Contracts for the Benefit of Third Parties, Arbitration Clause, Relativity of Contracts, Arbitration, Law of Obligations, Binding Power of the Arbitration Clause.

Sözleşmeler hukukunun en temel ilkelerinden birisi hiç şüphesiz sözleşmelerin nisbiliğidir1. En basit tanımıyla sözleşmelerin nisbiliği, kişilerin ancak ve sadece kendi iradeleri ile akdettikleri bir sözleşmeden doğan borçları ifaya zorlanabileceği ve bu sözleşmeden doğan hakları talep etme yetkisine sahip olacakları hususunu ifade etmektedir2. Ancak zamanla bu kurala bazı istisnalar getirilmiştir. Bunlardan belki de en önemlisi, ticari hayatın ihtiyaçlarını karşılamak amacıyla yapılan tam üçüncü şahıs yararına sözleşmelerdir3. Nitekim 6098 sayılı Türk Borçlar Kanunu da (BK)md. 129 çerçevesinde, tıpkı 818 sayılı eksi Türk Borçlar Kanunu md. 111’de olduğu gibi, üçüncü kişi yararına sözleşme müessesesini yasal bir düzenlemeye tabi tutmuştur. Buna göre “Kendi adına sözleşme yapan kişi, sözleşmeye üçüncü kişi yararına bir edim yükümlülüğü koydurmuşsa, edimin üçüncü kişiye ifa edilmesini isteyebilir.”

Ne var ki tam üçüncü şahıs yararına yapılan sözleşmeler, sadece maddi hukuka dair düzenlemelerle sınırlı kalmayıp, usul hukukunu ilgilendiren bazı hükümler de içerebilmektedir. Ticari hayatta taraflar, özellikle uluslararası ticari faaliyetleri çerçevesinde ulusal mahkemelerden çok, daha hızlı ve daha “bağımsız” olduğuna inandıkları tahkim mahkemelerine başvurmayı tercih etmekte ve bu sebeple üçüncü kişi yararına bir edim yükümlülüğü kararlaştırdıkları sözleşmelere tahkim koşulu da ilave etmektedirler. Bu durum, özellikle üçüncü şahıs yararına sözleşme niteliği taşıyan akdi ilişkiler bakımından, bazı özellikli sorunların ortaya çıkmasına yol açmaktadır. Özellikle sözleşmede kararlaştırılan edimin ifasını talep etme hak ve yetkisine sahip bulunan lehtar üçüncü kişi ile borçlu arasında, sözleşme çerçevesinde bir ihtilaf meydana geldiğinde tam üçüncü kişi yararına yapılan sözleşmelerin içerdiği tahkim şartının, üçüncü kişiyi bağlayıcı nitelikte olup olmayacağı hususu, açıklığa kavuşturulması gereken bir sorun olarak karşımıza çıkmaktadır. Ki bu husus farklı yönde mahkeme kararları verilmesine, ayrıca doktrinde de tartışmalara sebebiyet vermiştir.

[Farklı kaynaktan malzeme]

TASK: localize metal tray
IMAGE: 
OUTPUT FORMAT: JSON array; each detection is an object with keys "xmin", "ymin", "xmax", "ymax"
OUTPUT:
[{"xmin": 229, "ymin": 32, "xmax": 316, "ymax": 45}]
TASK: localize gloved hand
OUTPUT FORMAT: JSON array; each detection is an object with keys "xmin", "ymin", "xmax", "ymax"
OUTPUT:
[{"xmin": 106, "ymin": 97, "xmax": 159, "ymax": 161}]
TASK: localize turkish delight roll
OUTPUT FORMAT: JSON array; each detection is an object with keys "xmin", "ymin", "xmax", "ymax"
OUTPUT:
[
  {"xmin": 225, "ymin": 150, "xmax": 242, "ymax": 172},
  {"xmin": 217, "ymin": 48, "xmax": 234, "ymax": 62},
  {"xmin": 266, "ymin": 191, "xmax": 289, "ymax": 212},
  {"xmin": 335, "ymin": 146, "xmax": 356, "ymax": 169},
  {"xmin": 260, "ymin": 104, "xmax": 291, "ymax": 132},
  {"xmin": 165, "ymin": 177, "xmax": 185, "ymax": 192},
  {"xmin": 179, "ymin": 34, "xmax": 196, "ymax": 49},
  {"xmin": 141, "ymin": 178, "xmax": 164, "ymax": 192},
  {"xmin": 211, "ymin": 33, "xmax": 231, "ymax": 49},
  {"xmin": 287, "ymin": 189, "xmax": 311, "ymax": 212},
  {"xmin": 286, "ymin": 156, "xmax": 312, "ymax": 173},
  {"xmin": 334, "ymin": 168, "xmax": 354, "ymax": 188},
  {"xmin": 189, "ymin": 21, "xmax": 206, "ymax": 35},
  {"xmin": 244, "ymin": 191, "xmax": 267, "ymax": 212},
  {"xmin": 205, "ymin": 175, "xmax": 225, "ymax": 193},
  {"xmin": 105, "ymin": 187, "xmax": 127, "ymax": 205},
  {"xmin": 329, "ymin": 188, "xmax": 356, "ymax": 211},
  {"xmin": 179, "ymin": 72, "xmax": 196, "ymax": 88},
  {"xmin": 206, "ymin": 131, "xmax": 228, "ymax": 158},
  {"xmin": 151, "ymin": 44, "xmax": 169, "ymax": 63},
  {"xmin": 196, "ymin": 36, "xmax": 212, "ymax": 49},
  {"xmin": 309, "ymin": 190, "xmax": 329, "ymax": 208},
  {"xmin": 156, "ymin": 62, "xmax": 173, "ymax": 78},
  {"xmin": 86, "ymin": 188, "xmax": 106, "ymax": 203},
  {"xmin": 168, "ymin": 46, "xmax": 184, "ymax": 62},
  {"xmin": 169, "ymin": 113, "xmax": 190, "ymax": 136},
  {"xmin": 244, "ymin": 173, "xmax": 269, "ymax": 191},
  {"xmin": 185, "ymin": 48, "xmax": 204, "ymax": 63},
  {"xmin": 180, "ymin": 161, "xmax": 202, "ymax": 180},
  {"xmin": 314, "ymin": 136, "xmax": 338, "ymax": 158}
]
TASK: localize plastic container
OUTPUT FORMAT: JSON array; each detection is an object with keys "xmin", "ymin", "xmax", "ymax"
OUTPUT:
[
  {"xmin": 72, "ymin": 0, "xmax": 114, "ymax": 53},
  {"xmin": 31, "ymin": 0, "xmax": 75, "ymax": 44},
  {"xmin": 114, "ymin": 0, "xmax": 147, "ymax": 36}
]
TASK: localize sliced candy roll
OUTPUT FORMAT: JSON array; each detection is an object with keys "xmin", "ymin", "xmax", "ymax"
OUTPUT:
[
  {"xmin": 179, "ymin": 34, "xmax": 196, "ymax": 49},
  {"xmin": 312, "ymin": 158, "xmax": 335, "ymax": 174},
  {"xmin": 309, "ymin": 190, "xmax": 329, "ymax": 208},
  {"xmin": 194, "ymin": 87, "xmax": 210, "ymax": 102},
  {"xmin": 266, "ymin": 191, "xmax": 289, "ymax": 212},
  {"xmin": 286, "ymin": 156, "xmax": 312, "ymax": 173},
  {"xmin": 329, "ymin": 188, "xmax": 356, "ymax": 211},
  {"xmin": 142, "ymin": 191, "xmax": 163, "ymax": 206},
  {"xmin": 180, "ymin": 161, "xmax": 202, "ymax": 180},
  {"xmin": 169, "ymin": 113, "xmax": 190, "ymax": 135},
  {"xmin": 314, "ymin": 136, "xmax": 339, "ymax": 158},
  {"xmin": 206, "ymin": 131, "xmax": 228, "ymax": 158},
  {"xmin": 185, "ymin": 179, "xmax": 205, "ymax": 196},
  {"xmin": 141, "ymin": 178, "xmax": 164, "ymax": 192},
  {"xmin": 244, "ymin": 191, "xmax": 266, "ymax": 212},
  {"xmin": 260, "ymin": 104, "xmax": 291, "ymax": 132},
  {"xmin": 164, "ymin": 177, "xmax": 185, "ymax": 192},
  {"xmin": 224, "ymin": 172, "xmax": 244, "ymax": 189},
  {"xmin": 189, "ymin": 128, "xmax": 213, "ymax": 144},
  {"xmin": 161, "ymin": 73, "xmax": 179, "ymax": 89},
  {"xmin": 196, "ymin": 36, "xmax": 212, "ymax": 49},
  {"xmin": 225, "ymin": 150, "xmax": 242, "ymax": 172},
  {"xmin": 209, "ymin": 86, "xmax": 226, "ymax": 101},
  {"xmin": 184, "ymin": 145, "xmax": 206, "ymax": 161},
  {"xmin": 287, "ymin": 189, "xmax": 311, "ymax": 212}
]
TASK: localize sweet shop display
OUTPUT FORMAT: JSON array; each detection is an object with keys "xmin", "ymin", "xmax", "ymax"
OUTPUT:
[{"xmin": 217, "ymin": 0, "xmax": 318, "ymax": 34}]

Yapacağımız incelemenin amacı, tam üçüncü şahıs yararına yapılan sözleşmelerde mevcut olan tahkim koşulunun üçüncü kişi açısından bağlayıcı olup olmadığı sorusuna cevap aramaktır. Kuşkusuz bu konu bazı çalışmalara konu edilmiştir. Ancak gözlemleyebildiğimiz kadarıyla mesele ağırlıklı olarak usul hukuku ve tahkim bağlamında incelenmiş, oysa borçlar hukuku açısından henüz etraflıca değerlendirilmemiştir. Dolayısıyla çalışmamızın amacı, tahkim koşulunun üçüncü kişilere etkisinin borçlar hukuku perspektifinden aydınlatılmasıdır. Bu çerçevede öncelikle Türk hukukundan ve mukayeseli hukuktan örnekler verilecek ve konu dogmatik açıdan irdelenecektir. Ancak uluslararası tahkimde tahkim sözleşmesine uygulanacak hukuk sorunu bu çerçevede irdelenmeyecek, inceleme sadece Türk hukuku açısından ele alınacaktır.